Since January 8, the stock has rallied 23 per cent as latest shareholding data reveals that FPIs' stake in VBL touched a new high of 19.35 per cent at the end of December 2019 Since Jquarter (Q3FY20).

Varun beverages
Varun beverages
SI Reporter Mumbai
3 min read Last Updated : Jan 23 2020 | 1:01 PM IST
Shares of Varun Beverages (VBL), PespiCo’s India franchise, were trading higher for the 12th straight day, up 7 per cent at Rs 853 on the National Stock Exchange (NSE) on Thursday. The stock was trading at its new all-time high level on the bourses.

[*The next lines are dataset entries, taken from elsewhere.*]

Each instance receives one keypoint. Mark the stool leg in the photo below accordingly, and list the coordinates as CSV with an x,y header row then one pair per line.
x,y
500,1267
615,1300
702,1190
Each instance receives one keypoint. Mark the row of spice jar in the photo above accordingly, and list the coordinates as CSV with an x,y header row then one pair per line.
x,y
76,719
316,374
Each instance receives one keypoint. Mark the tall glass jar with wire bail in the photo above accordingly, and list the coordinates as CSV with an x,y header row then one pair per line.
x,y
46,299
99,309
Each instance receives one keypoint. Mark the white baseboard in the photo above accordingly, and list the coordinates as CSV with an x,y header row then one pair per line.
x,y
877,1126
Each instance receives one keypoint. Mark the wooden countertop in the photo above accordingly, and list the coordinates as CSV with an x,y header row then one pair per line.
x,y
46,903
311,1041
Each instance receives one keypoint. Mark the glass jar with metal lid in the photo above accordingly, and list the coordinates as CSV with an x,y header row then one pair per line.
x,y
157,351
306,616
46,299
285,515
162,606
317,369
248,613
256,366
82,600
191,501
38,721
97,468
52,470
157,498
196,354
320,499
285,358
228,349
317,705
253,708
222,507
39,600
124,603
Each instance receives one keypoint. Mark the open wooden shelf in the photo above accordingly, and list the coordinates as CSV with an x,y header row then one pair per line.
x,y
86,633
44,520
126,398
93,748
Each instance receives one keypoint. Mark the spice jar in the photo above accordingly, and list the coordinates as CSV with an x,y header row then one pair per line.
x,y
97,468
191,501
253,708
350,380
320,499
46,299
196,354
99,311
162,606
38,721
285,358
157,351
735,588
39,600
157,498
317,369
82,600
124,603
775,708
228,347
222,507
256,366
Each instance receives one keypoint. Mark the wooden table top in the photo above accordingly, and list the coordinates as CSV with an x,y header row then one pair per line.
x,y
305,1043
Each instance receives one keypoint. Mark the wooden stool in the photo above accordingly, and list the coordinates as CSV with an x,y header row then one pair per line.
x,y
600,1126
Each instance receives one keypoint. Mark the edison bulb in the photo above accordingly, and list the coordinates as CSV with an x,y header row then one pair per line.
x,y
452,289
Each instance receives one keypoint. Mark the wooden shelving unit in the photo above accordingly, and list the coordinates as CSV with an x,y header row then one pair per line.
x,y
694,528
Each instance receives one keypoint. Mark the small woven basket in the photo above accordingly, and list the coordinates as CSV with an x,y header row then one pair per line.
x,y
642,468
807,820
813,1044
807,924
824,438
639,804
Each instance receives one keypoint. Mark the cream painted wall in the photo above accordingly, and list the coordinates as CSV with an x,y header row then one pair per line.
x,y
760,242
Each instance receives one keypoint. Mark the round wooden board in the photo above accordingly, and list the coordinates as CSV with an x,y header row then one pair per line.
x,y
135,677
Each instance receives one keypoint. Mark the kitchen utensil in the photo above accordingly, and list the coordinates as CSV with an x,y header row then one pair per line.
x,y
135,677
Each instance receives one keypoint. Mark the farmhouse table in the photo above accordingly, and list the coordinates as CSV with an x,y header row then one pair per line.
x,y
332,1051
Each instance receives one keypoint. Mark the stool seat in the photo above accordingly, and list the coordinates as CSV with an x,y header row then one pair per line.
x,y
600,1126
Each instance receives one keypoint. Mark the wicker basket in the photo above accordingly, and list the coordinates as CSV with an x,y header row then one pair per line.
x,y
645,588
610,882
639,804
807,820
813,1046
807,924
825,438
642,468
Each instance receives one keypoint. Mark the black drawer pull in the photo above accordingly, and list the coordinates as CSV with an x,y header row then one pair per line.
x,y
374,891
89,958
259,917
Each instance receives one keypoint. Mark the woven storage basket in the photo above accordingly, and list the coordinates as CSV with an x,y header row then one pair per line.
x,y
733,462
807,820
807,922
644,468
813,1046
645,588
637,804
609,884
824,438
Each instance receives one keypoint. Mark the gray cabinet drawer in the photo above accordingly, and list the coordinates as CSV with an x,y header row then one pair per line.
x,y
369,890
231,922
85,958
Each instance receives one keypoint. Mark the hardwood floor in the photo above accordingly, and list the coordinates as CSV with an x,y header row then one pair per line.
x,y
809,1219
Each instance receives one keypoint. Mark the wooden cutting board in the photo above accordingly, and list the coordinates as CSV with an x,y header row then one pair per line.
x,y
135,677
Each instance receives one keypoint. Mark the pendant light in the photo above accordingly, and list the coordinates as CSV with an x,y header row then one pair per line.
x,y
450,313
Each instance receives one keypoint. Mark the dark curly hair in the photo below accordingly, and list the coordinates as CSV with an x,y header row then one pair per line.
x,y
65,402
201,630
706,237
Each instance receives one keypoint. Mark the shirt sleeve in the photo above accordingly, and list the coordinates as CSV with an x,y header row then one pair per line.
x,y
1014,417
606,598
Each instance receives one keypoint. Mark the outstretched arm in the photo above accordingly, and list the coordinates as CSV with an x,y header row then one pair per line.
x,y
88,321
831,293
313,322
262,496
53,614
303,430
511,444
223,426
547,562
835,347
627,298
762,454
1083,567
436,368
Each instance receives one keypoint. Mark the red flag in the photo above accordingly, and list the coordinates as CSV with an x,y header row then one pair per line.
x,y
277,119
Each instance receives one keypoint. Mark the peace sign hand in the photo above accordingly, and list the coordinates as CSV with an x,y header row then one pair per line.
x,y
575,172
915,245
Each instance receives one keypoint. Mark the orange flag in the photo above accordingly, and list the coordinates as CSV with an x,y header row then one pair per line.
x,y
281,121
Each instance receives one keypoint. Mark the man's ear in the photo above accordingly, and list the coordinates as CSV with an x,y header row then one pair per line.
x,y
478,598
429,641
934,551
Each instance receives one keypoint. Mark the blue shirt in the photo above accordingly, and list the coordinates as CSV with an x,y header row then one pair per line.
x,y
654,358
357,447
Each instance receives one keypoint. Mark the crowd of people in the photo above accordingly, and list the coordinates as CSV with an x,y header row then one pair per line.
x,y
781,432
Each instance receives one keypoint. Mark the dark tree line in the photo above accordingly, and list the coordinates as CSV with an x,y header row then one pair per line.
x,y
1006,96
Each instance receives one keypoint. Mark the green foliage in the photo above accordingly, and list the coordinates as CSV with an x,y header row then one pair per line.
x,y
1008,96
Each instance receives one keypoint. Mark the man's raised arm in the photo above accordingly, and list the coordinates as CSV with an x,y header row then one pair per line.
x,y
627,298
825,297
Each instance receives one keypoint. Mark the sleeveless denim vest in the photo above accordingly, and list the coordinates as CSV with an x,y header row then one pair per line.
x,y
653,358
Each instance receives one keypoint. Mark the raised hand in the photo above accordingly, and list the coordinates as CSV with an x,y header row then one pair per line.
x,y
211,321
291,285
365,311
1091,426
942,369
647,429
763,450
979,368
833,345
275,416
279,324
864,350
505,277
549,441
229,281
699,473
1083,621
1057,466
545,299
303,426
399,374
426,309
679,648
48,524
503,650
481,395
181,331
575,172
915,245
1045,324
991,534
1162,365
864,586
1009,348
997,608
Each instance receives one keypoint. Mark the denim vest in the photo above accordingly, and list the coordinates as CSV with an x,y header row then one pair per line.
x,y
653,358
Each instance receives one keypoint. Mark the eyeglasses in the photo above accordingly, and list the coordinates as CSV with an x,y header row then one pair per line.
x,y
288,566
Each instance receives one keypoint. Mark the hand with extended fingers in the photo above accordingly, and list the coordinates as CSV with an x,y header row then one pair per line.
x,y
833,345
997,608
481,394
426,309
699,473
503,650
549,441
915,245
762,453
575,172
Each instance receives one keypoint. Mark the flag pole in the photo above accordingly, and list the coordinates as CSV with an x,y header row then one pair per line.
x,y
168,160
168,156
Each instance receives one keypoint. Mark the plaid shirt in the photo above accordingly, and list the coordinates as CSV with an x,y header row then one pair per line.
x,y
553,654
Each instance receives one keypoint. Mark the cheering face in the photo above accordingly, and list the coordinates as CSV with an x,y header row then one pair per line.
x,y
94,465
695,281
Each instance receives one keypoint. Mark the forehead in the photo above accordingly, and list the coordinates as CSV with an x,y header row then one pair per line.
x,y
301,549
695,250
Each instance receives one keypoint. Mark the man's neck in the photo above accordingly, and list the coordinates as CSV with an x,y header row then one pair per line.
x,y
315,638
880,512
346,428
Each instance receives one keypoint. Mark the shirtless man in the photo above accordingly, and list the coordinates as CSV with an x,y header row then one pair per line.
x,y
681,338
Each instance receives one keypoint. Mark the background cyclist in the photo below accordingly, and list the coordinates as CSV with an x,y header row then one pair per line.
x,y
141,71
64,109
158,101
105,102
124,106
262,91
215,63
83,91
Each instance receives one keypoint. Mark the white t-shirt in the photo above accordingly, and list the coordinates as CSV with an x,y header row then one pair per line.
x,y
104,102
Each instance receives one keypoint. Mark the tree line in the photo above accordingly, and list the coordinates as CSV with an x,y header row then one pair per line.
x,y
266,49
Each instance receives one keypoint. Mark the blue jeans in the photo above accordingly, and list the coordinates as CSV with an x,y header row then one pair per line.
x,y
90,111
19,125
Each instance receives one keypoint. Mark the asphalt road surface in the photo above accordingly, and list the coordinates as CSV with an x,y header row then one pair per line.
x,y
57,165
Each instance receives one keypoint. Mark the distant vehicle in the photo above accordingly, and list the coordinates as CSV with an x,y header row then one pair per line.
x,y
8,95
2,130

Since January 8, the stock has rallied 23 per cent as latest shareholding pattern reveals that foreign portfolio investors' (FPIs) stake in VBL touched a new high of 19.35 per cent at the end of December 2019 quarter (Q3 FY20). In comparison, the benchmark Nifty 50 index has gained 1 per cent during the same period.

FPIs hiked their stake in VBL for the fifth straight quarter, since September 2018, when they had 12.7 per cent stake in the company. As on September 2019, FPIs held 19.17 per cent stake in the company, increased from 14.21 per cent at the end of June 2019 quarter.

In the past few quarters, VBL has reported strong growth in revenues led by healthy overall volume growth on the back of acquisition of south and west sub-territories from PepsiCo.

Meanwhile, rating agency CRISIL last week reaffirmed its rating on the long-term bank facilities and debt programme of the company. CRISIL has also withdrawn its rating on the non-convertible (NCD) debentures of Rs 300 crore since these are completely redeemed.

The upgrade reflects CRISIL's belief that the group's business and financial risk profiles will remain strong over the medium term. VBL's business profile is underpinned by its dominant share in PepsiCo's beverage portfolio in the country along with healthy growth in international territories.
 
Further, with healthy accretion from the recently integrated territories, VBL's financial risk profile is expected to remain robust. Consequently, debt to earnings before interest, tax, depreciation and amortisation (EBITDA) is expected to come down to under 2.4 times as on December 31, 2019 (2.7 times as on December 31, 2018), CRISIL said in the rating rationale. 
 
Analysts at ICICI Securities believe strong organic growth in the last couple of quarters allays concerns regarding the soft drink industry in India. Additionally, the company’s focus on healthier options would help drive incremental volumes and margins. 
As volume growth picks up in new territories and the company participates in the manufacturing segment of Tropicana, the brokerage firm expects revenue and earnings CAGR of 20.2 per cent and 28.9 per cent in CY18-21E, respectively.